# Merging and Joining
---
Often data are split across multiple table or files. Pandas allow you to combine them just like SQL

In [2]:
import pandas as pd

In [3]:
employees = pd.DataFrame({
"EmpID": [1, 2, 3],
"Name": ["Alice", "Bob", "Charlie"],
"DeptID": [10, 20, 30]
})


In [5]:
employees

Unnamed: 0,EmpID,Name,DeptID
0,1,Alice,10
1,2,Bob,20
2,3,Charlie,30


In [6]:
departments = pd.DataFrame({
"DeptID": [10, 20, 40],
"DeptName": ["HR", "Engineering", "Marketing"]
})

In [8]:
departments

Unnamed: 0,DeptID,DeptName
0,10,HR
1,20,Engineering
2,40,Marketing


# Merge Like SQL
---
**Inner Join** - Returns only Matching Department IDs

In [10]:
pd.merge(employees, departments, on="DeptID")

Unnamed: 0,EmpID,Name,DeptID,DeptName
0,1,Alice,10,HR
1,2,Bob,20,Engineering


**Left Join** - Keep all the employees fill NaN where no match

In [17]:
pd.merge(employees, departments, on="DeptID", how="left")

Unnamed: 0,EmpID,Name,DeptID,DeptName
0,1,Alice,10,HR
1,2,Bob,20,Engineering
2,3,Charlie,30,


**Right Join**- Keep all the department even if there is no employee

In [19]:
pd.merge(employees, departments, on="DeptID", how="right")

Unnamed: 0,EmpID,Name,DeptID,DeptName
0,1.0,Alice,10,HR
1,2.0,Bob,20,Engineering
2,,,40,Marketing


**Outer Join** - Includes all data and fill missing value with NaN

In [21]:
pd.merge(employees, departments, on="DeptID", how="outer")

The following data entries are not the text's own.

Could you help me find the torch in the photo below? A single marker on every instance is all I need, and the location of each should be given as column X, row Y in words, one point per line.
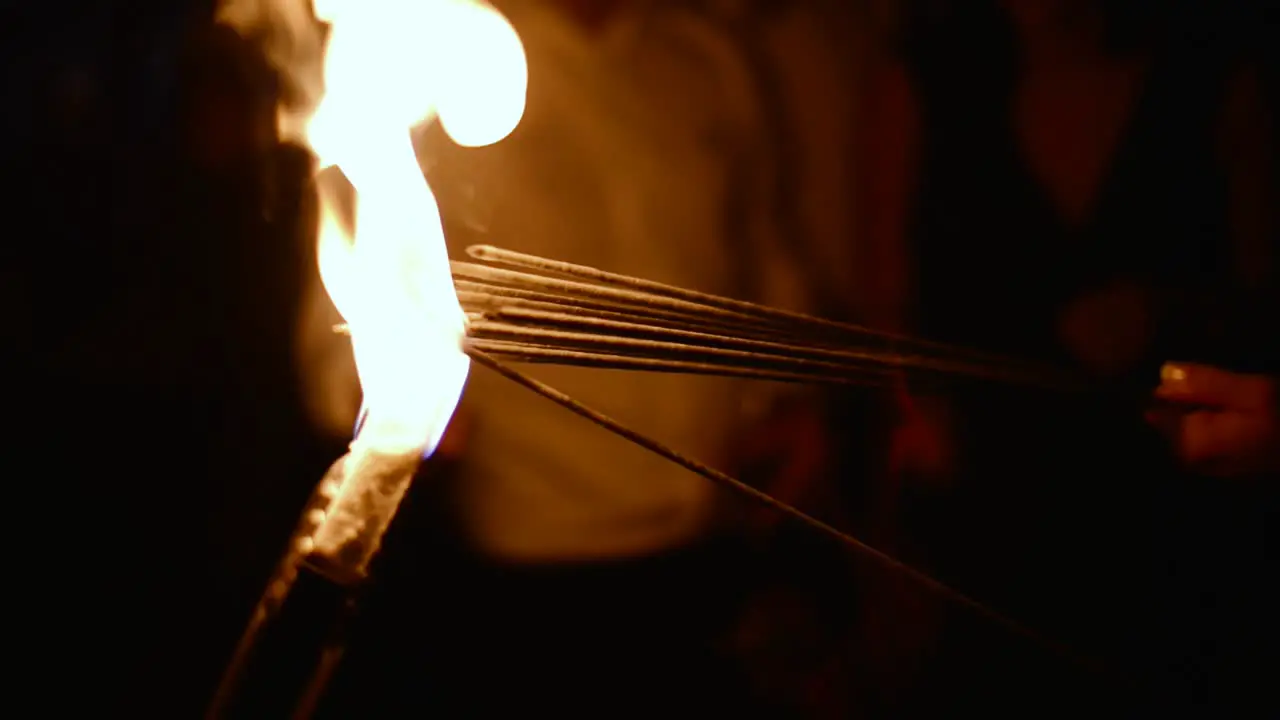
column 387, row 68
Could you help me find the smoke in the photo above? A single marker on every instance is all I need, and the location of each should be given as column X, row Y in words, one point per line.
column 292, row 41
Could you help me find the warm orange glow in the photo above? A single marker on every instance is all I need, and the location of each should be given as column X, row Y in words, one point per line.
column 391, row 65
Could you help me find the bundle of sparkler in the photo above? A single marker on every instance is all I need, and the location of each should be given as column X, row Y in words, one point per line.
column 530, row 309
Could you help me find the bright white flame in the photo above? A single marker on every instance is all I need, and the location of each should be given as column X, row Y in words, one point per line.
column 389, row 65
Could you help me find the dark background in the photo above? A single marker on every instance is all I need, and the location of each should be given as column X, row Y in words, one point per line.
column 152, row 259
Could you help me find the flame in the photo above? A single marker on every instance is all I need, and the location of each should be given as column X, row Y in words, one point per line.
column 391, row 65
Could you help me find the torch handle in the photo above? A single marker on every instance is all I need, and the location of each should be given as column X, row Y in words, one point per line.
column 288, row 651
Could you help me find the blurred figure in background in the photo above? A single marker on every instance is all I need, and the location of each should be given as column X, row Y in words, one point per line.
column 1084, row 183
column 599, row 578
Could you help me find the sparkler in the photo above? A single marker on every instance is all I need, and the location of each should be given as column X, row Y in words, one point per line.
column 387, row 272
column 415, row 318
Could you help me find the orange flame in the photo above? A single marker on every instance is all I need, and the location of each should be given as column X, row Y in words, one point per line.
column 388, row 67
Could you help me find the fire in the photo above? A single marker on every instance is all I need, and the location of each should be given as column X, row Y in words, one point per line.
column 391, row 65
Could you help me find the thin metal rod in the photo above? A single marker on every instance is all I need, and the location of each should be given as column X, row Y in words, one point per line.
column 510, row 258
column 795, row 350
column 600, row 294
column 496, row 297
column 538, row 354
column 490, row 329
column 764, row 499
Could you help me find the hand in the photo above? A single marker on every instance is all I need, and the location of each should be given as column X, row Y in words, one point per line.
column 1228, row 425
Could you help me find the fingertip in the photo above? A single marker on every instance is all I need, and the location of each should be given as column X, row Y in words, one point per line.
column 1173, row 373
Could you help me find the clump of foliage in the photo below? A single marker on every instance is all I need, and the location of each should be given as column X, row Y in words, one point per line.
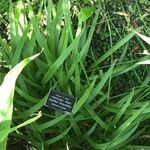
column 100, row 118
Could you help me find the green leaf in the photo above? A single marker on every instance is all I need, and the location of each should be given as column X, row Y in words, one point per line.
column 86, row 13
column 7, row 94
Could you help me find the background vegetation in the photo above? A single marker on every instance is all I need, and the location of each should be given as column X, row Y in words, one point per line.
column 88, row 49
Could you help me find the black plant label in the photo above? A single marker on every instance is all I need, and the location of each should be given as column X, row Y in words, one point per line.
column 60, row 101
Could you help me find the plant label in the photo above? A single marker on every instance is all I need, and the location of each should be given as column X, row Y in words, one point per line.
column 60, row 101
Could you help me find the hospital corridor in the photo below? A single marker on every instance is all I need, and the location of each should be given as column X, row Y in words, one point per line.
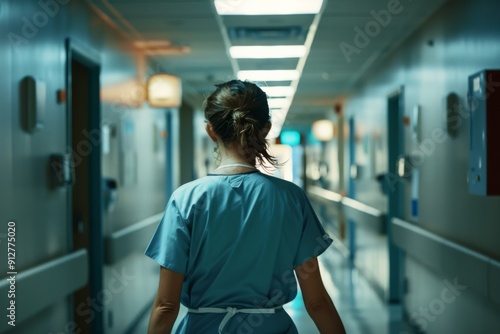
column 249, row 163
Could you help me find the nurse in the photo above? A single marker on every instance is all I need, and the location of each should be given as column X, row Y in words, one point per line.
column 232, row 245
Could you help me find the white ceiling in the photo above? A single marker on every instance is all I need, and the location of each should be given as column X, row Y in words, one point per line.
column 326, row 75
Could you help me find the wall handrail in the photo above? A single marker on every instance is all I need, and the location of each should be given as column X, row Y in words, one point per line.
column 45, row 284
column 362, row 207
column 131, row 239
column 364, row 215
column 326, row 194
column 455, row 261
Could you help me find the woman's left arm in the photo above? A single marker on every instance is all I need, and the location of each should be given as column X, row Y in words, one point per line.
column 167, row 302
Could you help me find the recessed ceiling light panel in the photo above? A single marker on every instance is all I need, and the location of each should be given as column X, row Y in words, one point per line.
column 266, row 7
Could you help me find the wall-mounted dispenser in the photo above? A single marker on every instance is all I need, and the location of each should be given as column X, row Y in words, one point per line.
column 484, row 143
column 61, row 170
column 33, row 103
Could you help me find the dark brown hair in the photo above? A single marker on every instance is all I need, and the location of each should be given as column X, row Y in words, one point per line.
column 238, row 112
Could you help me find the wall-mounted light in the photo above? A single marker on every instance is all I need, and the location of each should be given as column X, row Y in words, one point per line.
column 323, row 130
column 164, row 90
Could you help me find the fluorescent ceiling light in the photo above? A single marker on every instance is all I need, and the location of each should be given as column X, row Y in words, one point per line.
column 278, row 103
column 278, row 91
column 266, row 7
column 272, row 51
column 271, row 75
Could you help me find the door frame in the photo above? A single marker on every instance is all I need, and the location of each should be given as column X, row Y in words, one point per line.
column 396, row 148
column 92, row 60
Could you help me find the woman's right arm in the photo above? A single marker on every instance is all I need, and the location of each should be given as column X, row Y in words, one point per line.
column 318, row 303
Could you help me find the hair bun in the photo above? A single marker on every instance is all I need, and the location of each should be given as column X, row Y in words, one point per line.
column 239, row 116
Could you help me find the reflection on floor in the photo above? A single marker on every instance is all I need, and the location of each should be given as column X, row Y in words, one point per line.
column 361, row 310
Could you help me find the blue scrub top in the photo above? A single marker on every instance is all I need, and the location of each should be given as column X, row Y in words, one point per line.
column 237, row 239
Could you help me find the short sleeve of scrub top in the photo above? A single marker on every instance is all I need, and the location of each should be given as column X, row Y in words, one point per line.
column 169, row 245
column 313, row 240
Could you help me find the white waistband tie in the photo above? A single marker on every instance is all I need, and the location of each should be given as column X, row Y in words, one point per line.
column 231, row 311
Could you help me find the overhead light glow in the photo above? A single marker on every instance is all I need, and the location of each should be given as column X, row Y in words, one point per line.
column 323, row 130
column 271, row 75
column 271, row 51
column 278, row 103
column 278, row 91
column 266, row 7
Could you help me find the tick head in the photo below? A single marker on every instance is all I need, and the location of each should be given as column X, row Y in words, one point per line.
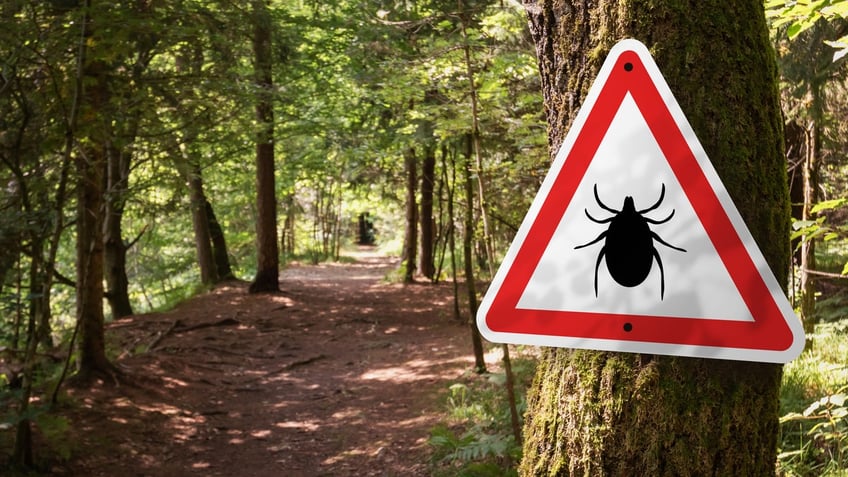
column 628, row 205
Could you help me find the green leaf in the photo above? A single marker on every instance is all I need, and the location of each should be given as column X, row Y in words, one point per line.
column 837, row 399
column 829, row 205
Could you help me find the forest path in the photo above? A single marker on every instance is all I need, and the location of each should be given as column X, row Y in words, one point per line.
column 340, row 374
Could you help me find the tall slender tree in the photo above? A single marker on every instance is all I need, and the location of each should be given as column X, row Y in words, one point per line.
column 267, row 252
column 601, row 413
column 91, row 170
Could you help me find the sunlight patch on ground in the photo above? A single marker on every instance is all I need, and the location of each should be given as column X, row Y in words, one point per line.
column 348, row 414
column 373, row 449
column 310, row 425
column 411, row 371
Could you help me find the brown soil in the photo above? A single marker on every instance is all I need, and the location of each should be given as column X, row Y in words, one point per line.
column 341, row 374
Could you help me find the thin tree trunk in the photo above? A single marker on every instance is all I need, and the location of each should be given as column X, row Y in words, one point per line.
column 219, row 244
column 114, row 248
column 608, row 414
column 202, row 228
column 811, row 166
column 91, row 169
column 475, row 140
column 457, row 314
column 467, row 248
column 267, row 253
column 411, row 234
column 428, row 171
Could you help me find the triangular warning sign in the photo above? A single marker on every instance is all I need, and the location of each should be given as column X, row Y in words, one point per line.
column 633, row 244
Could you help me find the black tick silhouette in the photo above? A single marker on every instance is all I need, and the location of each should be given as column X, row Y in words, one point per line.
column 629, row 243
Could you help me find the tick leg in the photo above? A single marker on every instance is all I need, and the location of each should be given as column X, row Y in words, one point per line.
column 604, row 206
column 658, row 239
column 662, row 274
column 656, row 222
column 598, row 264
column 656, row 204
column 598, row 221
column 597, row 239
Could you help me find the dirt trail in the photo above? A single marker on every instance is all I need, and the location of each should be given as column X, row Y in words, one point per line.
column 338, row 375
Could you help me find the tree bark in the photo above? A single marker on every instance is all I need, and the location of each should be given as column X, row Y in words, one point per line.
column 219, row 244
column 202, row 229
column 601, row 413
column 427, row 265
column 468, row 256
column 812, row 164
column 114, row 248
column 91, row 169
column 267, row 252
column 411, row 234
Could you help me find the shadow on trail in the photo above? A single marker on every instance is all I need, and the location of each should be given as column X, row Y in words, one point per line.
column 338, row 375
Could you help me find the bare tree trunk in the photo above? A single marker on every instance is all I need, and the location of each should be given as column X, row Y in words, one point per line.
column 91, row 169
column 428, row 180
column 811, row 168
column 267, row 255
column 219, row 244
column 115, row 250
column 468, row 252
column 202, row 228
column 411, row 234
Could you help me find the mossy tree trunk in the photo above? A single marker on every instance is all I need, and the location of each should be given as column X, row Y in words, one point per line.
column 599, row 413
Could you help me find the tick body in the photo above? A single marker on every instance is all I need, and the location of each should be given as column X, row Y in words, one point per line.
column 628, row 247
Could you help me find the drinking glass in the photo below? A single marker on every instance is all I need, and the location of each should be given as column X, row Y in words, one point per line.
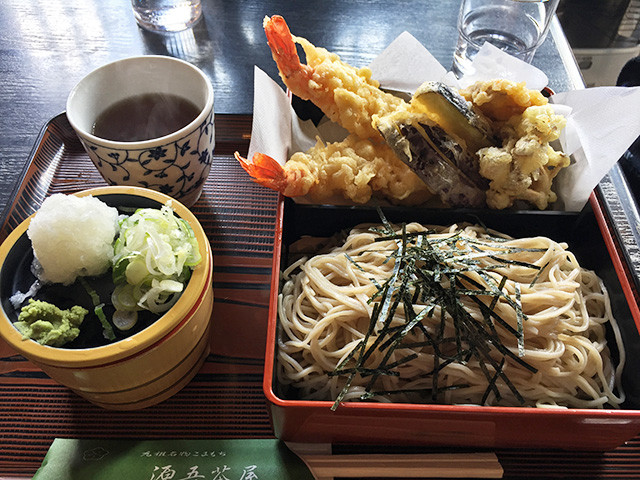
column 166, row 15
column 517, row 27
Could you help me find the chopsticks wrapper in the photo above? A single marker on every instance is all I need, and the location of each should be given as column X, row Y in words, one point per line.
column 101, row 459
column 602, row 122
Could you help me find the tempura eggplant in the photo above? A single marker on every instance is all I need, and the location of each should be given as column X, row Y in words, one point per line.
column 438, row 159
column 447, row 108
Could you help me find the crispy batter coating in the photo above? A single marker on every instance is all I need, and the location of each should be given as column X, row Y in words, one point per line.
column 501, row 99
column 356, row 170
column 525, row 166
column 347, row 95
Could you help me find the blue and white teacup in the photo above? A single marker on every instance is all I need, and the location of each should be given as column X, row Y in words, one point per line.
column 176, row 164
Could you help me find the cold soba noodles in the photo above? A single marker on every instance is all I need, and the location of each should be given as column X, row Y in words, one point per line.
column 447, row 315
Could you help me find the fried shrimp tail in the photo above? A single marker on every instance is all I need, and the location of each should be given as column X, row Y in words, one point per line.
column 294, row 73
column 346, row 95
column 267, row 172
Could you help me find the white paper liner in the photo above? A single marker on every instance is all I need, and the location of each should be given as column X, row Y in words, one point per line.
column 602, row 122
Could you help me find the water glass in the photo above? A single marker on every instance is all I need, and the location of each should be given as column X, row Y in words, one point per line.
column 166, row 15
column 517, row 27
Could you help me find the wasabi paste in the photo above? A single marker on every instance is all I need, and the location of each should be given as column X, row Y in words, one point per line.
column 49, row 325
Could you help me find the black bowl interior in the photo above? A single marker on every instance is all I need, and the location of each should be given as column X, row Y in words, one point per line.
column 16, row 276
column 579, row 230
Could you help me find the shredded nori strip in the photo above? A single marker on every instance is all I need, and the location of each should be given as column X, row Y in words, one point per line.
column 435, row 272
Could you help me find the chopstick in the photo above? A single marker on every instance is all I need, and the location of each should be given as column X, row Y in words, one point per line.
column 325, row 466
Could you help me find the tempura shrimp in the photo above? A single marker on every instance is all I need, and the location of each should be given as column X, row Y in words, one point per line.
column 354, row 169
column 346, row 95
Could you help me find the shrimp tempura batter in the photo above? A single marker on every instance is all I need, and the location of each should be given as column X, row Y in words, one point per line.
column 346, row 95
column 353, row 169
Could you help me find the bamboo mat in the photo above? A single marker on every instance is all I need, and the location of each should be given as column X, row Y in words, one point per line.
column 225, row 399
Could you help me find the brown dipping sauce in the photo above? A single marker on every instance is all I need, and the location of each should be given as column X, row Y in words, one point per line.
column 143, row 117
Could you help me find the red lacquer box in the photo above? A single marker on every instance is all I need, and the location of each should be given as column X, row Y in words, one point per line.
column 589, row 236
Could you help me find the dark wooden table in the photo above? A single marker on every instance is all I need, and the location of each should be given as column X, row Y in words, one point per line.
column 47, row 46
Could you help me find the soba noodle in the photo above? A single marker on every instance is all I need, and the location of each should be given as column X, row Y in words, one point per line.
column 490, row 321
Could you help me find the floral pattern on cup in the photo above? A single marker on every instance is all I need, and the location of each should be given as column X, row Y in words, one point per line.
column 178, row 168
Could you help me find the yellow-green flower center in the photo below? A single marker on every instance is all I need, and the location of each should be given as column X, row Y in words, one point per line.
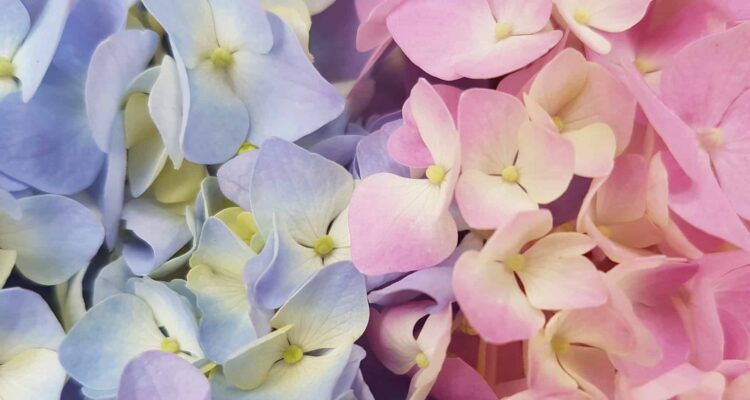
column 559, row 123
column 516, row 262
column 221, row 57
column 435, row 174
column 503, row 30
column 7, row 70
column 560, row 345
column 170, row 345
column 582, row 16
column 711, row 138
column 510, row 174
column 245, row 147
column 643, row 65
column 324, row 245
column 293, row 354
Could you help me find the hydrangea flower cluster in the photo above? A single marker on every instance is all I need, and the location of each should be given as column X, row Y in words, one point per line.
column 374, row 199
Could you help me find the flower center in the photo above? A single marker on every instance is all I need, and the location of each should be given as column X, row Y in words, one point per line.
column 221, row 57
column 559, row 123
column 324, row 245
column 510, row 174
column 711, row 138
column 516, row 262
column 7, row 70
column 604, row 230
column 560, row 345
column 293, row 354
column 170, row 345
column 245, row 147
column 582, row 16
column 435, row 174
column 643, row 66
column 503, row 30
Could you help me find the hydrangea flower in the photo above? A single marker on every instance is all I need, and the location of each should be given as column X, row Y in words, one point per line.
column 551, row 270
column 391, row 215
column 229, row 53
column 309, row 346
column 30, row 35
column 47, row 237
column 31, row 334
column 151, row 316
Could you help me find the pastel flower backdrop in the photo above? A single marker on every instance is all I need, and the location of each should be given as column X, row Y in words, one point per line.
column 374, row 199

Unnamed: 0,EmpID,Name,DeptID,DeptName
0,1.0,Alice,10,HR
1,2.0,Bob,20,Engineering
2,3.0,Charlie,30,
3,,,40,Marketing


# Concatenating DataFrames 
---
Use pd.concat() to stack datasets either vertically or horizontally.

In [22]:
df1 = pd.DataFrame({"Name": ["Alice", "Bob"]})
df1

Unnamed: 0,Name
0,Alice
1,Bob


In [24]:
df2 = pd.DataFrame({"Name": ["Charlie", "David"]})
df2

Unnamed: 0,Name
0,Charlie
1,David